25% of smokers undergoing chest CT have incidentally discovered pulmonary nodules. As questions of national policy re: lung cancer screening with chest CT are considered, Soylemez Wiener et al report the complication rates of 15,865 adults who had transthoracic needle biopsy of a pulmonary nodule in 4 states over the past decade, using a database of insurance claims:
- Pneumothorax: 15%
- Pneumothorax requiring chest tube: 6.6%
- Hemorrhage: 1% (requiring transfusion: 0.18%)
Patients getting a scheduled biopsy had a 0.1% risk for respiratory failure and a ~0.5% chance of dying in the hospital. Even those suffering a pneumothorax and chest tube only had a 0.7% chance of respiratory failure.
But patients undergoing biopsy while already hospitalized had >4% chance of dying in-hospital, and a 1-3% chance of respiratory failure.
The quality of this analysis is of course dependent on the accuracy of the ICD-9 coding — which was probably good for these clinically important and billable outcomes.
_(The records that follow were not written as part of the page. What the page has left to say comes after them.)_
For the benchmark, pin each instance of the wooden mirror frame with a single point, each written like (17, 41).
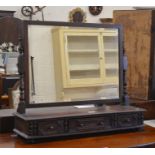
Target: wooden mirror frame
(23, 66)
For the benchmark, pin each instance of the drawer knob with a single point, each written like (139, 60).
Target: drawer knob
(81, 125)
(51, 127)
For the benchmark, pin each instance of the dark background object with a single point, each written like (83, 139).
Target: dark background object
(95, 10)
(4, 13)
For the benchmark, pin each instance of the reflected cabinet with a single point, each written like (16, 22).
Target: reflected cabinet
(85, 58)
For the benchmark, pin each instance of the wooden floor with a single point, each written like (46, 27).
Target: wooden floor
(145, 138)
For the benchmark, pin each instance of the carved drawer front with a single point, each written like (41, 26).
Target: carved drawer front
(91, 124)
(50, 127)
(128, 120)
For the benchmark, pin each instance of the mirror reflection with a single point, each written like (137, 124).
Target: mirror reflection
(72, 64)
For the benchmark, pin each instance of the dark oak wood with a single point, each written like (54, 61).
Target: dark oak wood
(44, 123)
(145, 138)
(149, 107)
(4, 13)
(139, 35)
(34, 124)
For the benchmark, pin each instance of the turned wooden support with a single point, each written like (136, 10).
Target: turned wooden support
(21, 106)
(125, 66)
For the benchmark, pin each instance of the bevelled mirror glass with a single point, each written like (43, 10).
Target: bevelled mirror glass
(73, 62)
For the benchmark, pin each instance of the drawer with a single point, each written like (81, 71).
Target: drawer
(89, 124)
(128, 120)
(50, 127)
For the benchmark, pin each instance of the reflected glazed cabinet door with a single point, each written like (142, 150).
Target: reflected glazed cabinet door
(86, 57)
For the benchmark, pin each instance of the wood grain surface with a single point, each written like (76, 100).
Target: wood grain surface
(145, 138)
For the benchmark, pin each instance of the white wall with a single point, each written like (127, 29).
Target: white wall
(60, 13)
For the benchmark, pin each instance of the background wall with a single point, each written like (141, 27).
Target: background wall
(60, 13)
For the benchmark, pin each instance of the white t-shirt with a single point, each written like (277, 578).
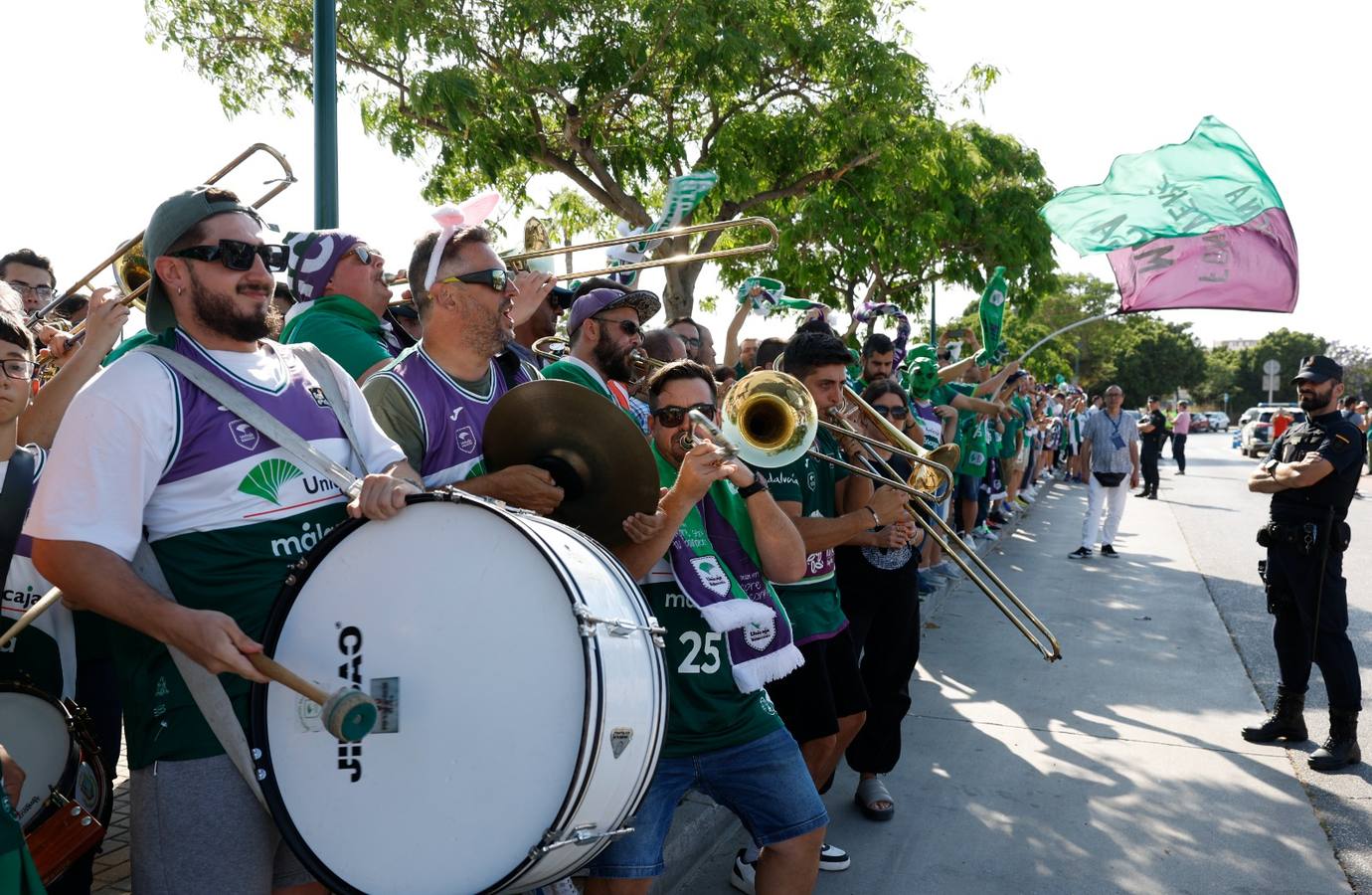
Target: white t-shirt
(118, 436)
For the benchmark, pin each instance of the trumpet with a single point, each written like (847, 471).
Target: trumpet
(772, 419)
(714, 227)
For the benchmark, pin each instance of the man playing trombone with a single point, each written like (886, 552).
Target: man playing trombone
(823, 703)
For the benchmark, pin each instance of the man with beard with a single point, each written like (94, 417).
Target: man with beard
(433, 400)
(603, 327)
(1310, 472)
(223, 508)
(706, 576)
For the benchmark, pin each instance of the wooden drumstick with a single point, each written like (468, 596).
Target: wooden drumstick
(349, 714)
(44, 603)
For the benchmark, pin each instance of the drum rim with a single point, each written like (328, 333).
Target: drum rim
(82, 750)
(260, 750)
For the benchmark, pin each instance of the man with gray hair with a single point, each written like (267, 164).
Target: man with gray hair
(1109, 453)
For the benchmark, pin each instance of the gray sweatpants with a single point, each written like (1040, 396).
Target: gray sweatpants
(197, 828)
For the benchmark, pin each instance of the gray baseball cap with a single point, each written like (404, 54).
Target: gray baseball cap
(170, 223)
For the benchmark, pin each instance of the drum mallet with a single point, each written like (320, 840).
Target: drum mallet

Although seriously bad outcomes were uncommon among outpatients, if you’re thinking in terms of screening, you’re subjecting a huge number of essentially healthy people to these risks, as well as to the discomfort of “nonserious” pneumothoraces and chest tubes. (Remember that 40% of the >25,000 screened with CT in the Lung Cancer Screening Trial had a positive CT scan during the study, and 95% were false positives). I don’t recall how many or what percentage in the NLST went for needle biopsy and their complication rates. Does anyone know this?